Powodem jest działalność człowieka, co też działaczom udało się wyśledzić.
– Badania Polskiego Klubu Ekologicznego wykazały dużą obecność fosforanów – wyjaśnia Maciej Wudarski z Prawa do Miasta i jednocześnie wiceprzewodniczący Rady Osiedla Krzyżowniki-Smochowice, więc problemy czystości jezior nie są mu obce.

Większość substancji zanieczyszczających jezioro dopływa Rowem Złotnickim, który biegnie z terenów gminy Suchy lat i przynosi stamtąd zanieczyszczenia z nieszczelnych szamb lub nielegalnych odprowadzeń ścieków. Gminna oczyszczalnia ścieków jest zbyt mało wydajna jak na lawinowo przybywające domy i osiedla, a gmina przez lata bagatelizowała problem nie ujmując w planach rozbudowy oczyszczalni.
– To zatrucie jest konsekwencją pewnego sposobu rozwoju miast – wyjaśnia Lech Mergler z Prawa od Miasta, który również płynął przez jezioro. – Wokół dużych miast powstawały domy, ale już nie infrastruktura taka jak kanalizacja i oczyszczalnie ścieków, bo w ten sposób było to tańsze.

Ale nawet jeśli to gmina Suchy Las zaniedbała kwestie ochrony środowiska, to sporą winę ponosi także miasta Poznań. Tego zdania jest Maciej Wudarski.
– To Wydział Ochrony środowiska UMP wydał pozwolenie na odprowadzanie deszczówki z tereny gminy Rowem Złotnickim – wyjaśnia Maciej Wudarski. – Deszczówki, a nie ścieków. Ale gdy zaproponowaliśmy, żeby odprowadzać ją gdzie indziej, gdzie byłaby możliwość oczyszczenia, dyrektor Szczepanowski odpowiadał, że nie, bo jezioro otrzymywałoby zbyt mało wody…

Tymczasem zabudowa na terenie gminy Suchy Las jest coraz bardziej intensywna: wszyscy chcą mieszkać blisko miasta, al znacznie taniej, no i bliżej przyrody. Okolice Strzeszynka spełniają wszystkie te warunki i gmina z tego korzysta.
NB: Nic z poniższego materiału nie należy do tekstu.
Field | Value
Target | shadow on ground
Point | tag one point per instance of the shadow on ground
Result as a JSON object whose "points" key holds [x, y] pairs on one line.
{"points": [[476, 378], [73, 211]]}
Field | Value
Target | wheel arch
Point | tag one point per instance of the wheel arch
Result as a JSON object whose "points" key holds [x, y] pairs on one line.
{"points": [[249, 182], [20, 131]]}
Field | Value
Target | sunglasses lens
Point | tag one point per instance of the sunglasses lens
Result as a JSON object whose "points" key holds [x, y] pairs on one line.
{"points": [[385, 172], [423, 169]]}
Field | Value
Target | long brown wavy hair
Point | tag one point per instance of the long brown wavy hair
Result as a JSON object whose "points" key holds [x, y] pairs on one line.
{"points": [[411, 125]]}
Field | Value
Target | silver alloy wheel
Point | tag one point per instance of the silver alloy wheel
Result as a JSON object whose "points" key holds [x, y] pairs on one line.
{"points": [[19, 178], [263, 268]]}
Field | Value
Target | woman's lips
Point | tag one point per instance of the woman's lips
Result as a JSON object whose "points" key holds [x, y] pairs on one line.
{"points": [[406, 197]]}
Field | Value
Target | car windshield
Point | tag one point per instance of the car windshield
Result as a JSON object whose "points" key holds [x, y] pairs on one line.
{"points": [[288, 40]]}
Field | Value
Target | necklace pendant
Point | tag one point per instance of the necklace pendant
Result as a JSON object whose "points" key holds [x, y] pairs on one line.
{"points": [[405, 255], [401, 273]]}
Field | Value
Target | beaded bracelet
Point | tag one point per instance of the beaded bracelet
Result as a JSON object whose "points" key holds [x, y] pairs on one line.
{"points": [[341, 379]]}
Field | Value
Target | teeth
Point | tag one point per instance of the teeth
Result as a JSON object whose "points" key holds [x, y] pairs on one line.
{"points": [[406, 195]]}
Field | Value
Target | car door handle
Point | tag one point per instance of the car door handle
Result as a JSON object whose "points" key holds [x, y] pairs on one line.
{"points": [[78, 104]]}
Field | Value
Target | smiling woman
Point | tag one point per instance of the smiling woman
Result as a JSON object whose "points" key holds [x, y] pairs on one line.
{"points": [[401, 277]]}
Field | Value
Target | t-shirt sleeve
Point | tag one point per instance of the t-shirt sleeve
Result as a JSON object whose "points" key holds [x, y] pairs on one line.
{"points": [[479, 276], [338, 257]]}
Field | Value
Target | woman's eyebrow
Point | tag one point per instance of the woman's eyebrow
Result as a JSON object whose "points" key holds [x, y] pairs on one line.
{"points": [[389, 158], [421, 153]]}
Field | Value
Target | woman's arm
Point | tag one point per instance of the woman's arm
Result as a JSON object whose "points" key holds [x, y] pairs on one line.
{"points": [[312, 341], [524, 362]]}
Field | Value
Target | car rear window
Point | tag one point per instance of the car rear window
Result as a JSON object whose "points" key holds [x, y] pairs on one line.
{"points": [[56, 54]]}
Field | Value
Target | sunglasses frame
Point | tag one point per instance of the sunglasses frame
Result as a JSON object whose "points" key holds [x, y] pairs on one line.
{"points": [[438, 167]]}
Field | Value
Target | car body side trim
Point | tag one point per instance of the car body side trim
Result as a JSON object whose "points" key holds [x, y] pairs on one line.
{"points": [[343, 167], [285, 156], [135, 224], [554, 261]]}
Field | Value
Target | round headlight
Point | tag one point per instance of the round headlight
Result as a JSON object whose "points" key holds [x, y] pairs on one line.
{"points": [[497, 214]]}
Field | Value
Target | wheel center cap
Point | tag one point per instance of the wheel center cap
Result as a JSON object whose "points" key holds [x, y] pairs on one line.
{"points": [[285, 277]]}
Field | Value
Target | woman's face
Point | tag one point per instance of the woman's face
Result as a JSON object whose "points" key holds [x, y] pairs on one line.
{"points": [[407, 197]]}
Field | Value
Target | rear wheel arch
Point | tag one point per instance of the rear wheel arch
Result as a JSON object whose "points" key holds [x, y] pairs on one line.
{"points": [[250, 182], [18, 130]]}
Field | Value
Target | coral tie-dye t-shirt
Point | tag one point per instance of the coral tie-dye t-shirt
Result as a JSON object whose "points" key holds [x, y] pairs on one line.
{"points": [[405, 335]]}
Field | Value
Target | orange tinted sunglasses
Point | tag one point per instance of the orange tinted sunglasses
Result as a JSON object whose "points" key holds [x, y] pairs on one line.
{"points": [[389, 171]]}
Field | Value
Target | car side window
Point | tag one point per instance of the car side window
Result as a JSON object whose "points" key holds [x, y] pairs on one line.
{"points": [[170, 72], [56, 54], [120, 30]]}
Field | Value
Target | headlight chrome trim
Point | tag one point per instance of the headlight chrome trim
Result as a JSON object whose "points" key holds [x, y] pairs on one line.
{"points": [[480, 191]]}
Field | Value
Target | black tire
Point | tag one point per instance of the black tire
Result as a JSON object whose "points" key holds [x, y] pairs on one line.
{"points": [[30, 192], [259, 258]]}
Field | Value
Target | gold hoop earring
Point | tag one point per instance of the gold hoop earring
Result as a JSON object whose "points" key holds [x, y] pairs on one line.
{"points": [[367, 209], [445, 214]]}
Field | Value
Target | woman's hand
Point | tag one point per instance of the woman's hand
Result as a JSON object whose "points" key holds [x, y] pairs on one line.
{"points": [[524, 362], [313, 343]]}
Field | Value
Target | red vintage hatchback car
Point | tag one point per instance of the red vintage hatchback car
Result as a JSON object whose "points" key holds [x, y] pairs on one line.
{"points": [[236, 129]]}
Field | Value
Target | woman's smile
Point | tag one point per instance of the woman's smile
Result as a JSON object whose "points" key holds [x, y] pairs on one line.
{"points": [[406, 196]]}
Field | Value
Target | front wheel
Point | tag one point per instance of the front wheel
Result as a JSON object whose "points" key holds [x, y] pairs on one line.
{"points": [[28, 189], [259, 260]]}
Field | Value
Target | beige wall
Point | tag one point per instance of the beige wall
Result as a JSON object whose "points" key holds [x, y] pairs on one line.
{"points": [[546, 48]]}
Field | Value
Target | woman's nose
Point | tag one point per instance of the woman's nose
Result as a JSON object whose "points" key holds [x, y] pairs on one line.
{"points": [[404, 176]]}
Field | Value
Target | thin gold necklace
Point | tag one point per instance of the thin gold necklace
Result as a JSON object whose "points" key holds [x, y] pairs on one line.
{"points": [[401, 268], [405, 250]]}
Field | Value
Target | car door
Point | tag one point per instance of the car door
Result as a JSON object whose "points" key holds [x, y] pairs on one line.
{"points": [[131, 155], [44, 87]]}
Tylko że z powodu gęstniejącej zabudowy wody opadowe nie mają gdzie odpływać, bo zabetonowano ich naturalne kanały. Jeśli się do tego doda coraz więcej nielegalnych przyłączeń ścieków i niewydolną kanalizację sanitarną, która wybija po każdym większym deszczu, bo nie nadąża z odbieraniem ścieków, to mamy receptę na zabicie życia w jeziorze.  

Zdaniem Lecha Merglera musimy wszyscy zmienić sposób myślenia o rozwoju zabudowy, bo inaczej także i to ostatnie w miarę czyste jezioro zostanie zatrute. I trzeba to zacząć robić jak najszybciej, bo jeśli nie to Strzeszynek podzieli los pozostałych poznańskich jezior.
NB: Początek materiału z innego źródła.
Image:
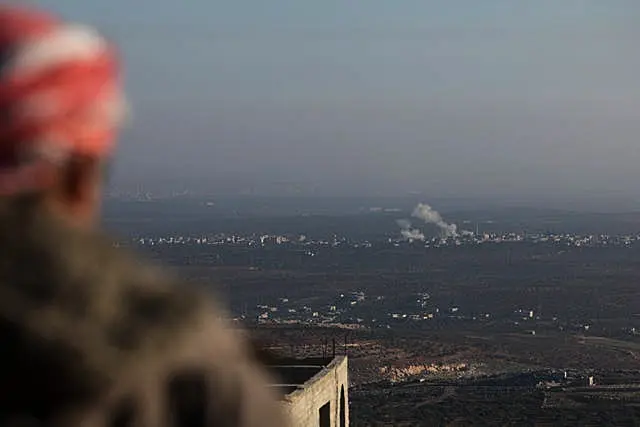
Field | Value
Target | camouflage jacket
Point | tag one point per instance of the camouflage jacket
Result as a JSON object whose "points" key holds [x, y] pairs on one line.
{"points": [[91, 336]]}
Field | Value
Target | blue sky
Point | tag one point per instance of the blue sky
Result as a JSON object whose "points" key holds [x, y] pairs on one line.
{"points": [[450, 97]]}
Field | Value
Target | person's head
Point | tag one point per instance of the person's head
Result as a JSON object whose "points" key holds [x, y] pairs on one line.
{"points": [[60, 109]]}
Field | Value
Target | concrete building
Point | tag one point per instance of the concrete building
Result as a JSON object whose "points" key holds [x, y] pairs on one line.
{"points": [[315, 390]]}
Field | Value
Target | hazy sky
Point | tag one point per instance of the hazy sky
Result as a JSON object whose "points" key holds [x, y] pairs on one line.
{"points": [[450, 97]]}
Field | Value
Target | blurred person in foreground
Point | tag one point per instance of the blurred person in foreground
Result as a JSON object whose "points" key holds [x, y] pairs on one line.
{"points": [[89, 335]]}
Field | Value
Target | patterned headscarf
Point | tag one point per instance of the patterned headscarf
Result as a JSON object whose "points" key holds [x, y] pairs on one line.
{"points": [[59, 95]]}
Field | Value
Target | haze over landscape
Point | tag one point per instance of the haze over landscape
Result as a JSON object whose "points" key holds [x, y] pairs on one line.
{"points": [[495, 99], [448, 189]]}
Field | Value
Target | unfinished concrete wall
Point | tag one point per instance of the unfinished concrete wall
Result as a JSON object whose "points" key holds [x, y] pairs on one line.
{"points": [[303, 405]]}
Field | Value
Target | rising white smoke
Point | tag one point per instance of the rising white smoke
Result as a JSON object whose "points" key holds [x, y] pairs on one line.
{"points": [[408, 232], [431, 216]]}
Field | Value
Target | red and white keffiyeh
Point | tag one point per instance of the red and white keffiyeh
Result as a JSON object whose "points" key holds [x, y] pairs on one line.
{"points": [[59, 94]]}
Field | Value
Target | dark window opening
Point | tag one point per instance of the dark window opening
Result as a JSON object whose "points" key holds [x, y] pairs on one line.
{"points": [[325, 415]]}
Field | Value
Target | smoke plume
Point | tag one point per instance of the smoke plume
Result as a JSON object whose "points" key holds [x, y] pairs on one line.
{"points": [[431, 216]]}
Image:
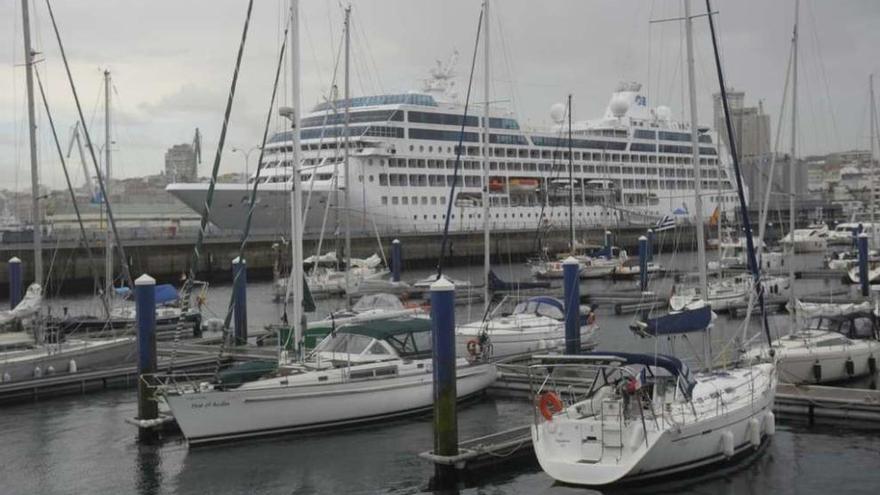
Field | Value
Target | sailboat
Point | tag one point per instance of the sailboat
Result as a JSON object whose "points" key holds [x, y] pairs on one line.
{"points": [[38, 351], [827, 342], [609, 417], [361, 372]]}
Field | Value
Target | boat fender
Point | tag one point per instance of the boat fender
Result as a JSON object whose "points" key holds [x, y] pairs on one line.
{"points": [[549, 404], [474, 347], [727, 443], [770, 424], [635, 438], [755, 432]]}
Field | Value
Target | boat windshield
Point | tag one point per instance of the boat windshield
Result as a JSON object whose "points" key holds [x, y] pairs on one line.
{"points": [[378, 301], [538, 308], [350, 343]]}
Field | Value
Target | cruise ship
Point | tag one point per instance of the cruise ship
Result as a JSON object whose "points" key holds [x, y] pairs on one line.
{"points": [[631, 165]]}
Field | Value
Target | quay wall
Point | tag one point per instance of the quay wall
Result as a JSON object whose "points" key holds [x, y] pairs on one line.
{"points": [[167, 259]]}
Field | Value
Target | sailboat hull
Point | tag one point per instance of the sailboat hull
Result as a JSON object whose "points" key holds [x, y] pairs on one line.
{"points": [[86, 354], [216, 416]]}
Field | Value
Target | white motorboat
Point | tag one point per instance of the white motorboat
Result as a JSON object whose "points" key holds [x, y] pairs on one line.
{"points": [[834, 342], [728, 292], [810, 240], [843, 233], [604, 418], [359, 373], [536, 324], [873, 273]]}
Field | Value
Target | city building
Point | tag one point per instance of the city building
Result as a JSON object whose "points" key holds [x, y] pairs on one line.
{"points": [[181, 164]]}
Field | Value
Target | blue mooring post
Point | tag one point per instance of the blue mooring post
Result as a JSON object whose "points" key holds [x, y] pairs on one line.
{"points": [[14, 282], [239, 305], [445, 414], [396, 260], [145, 310], [863, 264], [571, 286], [644, 253]]}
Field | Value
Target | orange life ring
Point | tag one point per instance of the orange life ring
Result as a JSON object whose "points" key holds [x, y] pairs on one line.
{"points": [[549, 404], [473, 346]]}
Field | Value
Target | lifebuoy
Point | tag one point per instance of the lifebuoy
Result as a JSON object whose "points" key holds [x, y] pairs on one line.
{"points": [[473, 347], [549, 404]]}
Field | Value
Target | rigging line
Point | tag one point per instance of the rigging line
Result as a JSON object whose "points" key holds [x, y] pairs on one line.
{"points": [[458, 151], [815, 32], [753, 263], [82, 229], [123, 260], [252, 203], [193, 265]]}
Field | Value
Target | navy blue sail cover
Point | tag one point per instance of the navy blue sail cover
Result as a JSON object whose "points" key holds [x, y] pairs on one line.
{"points": [[674, 366], [693, 320]]}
– Proszę spojrzeć na stan jeziora Kierskiego, który jest jeszcze gorszy – mówi. – A Rusałka, a Malta, a jezioro Swarzędzkie? Tam jest dopiero tragedia, przecież od lat tam się nie wolno kąpać.

Działacze mają nadzieję, że organizowanie regularnie takich akcji zmieni myślenie o ochronie środowiska i ochronie wód gruntowych, a dzięki temu uda się nie dopuścić do tego, by ostatnie czyste jezioro w Poznaniu zamieniło się w martwy ściek. Efekty już są: w lutym tego roku władze gminy Suchy Las zapowiedziały kontrole nieruchomości, by sprawdzić, czy nie mają nielegalnych odprowadzeń ścieków, a także badania jakości wody w Rowie Złotnickim. Gmina w swoich zbiornikach uruchomiła też strefy inaktywacji pozwalające na wydatne ograniczenie odpływu ze zlewni pierwiastków biogennych, w tym zwłaszcza fosforu o około 60%.
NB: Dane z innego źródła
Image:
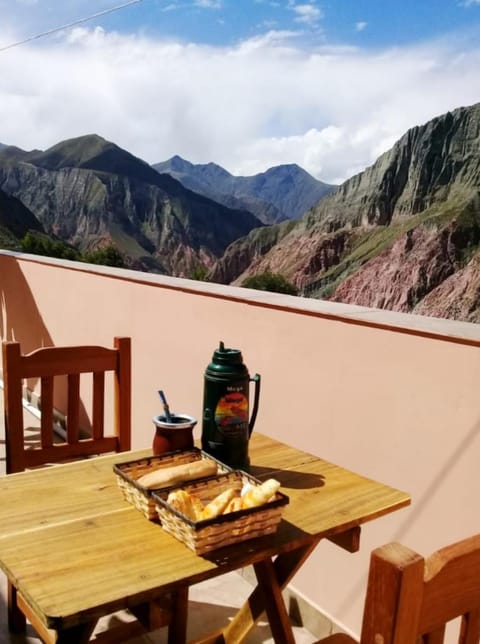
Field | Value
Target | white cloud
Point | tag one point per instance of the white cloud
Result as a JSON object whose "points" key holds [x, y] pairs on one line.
{"points": [[306, 13], [263, 102], [208, 4]]}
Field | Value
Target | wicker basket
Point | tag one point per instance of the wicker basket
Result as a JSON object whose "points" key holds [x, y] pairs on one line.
{"points": [[141, 497], [226, 529]]}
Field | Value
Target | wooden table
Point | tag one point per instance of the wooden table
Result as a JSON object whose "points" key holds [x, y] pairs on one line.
{"points": [[75, 550]]}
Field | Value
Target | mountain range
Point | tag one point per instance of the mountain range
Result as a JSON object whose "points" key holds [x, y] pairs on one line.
{"points": [[282, 192], [90, 193], [403, 235]]}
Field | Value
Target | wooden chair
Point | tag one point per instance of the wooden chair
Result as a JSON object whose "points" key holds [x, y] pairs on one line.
{"points": [[47, 363], [411, 599]]}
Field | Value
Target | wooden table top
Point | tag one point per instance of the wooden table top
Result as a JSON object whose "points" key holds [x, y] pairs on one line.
{"points": [[76, 550]]}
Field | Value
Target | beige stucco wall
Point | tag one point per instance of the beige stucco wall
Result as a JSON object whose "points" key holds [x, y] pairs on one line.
{"points": [[391, 396]]}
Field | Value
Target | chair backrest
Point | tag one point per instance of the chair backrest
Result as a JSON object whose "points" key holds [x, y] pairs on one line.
{"points": [[411, 599], [46, 364]]}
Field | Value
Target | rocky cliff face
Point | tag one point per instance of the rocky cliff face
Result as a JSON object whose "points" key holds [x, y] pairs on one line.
{"points": [[15, 221], [392, 235], [90, 193]]}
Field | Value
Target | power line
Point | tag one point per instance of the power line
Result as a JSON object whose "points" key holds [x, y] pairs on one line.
{"points": [[71, 24]]}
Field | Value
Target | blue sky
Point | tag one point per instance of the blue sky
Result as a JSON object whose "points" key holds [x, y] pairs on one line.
{"points": [[248, 84]]}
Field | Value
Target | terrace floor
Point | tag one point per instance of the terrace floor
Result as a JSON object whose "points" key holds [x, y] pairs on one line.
{"points": [[212, 603]]}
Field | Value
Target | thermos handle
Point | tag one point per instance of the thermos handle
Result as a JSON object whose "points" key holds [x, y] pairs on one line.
{"points": [[256, 380]]}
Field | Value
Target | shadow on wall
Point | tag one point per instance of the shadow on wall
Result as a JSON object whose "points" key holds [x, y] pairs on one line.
{"points": [[20, 318], [21, 321]]}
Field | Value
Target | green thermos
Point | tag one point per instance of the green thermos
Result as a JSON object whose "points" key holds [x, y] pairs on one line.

Plany są jeszcze bardziej dalekosiężne, ale wiele z nich zależy od budowy „kolektora sucholeskiego” przez Aquanet oraz modernizacji przepompowni ścieków przy zbiorniku retencyjnym w rejonie ul. Borówkowej w Suchym Lesie, ale na terenie Poznania. Bo dopiero ta inwestycja umożliwi podłączenie do istniejącego systemu kanalizacji sanitarnej nieruchomości posiadające obecnie szamba, a więc wyeliminowanie przynajmniej jednego z potencjalnych źródeł dopływu nieczystości do jeziora.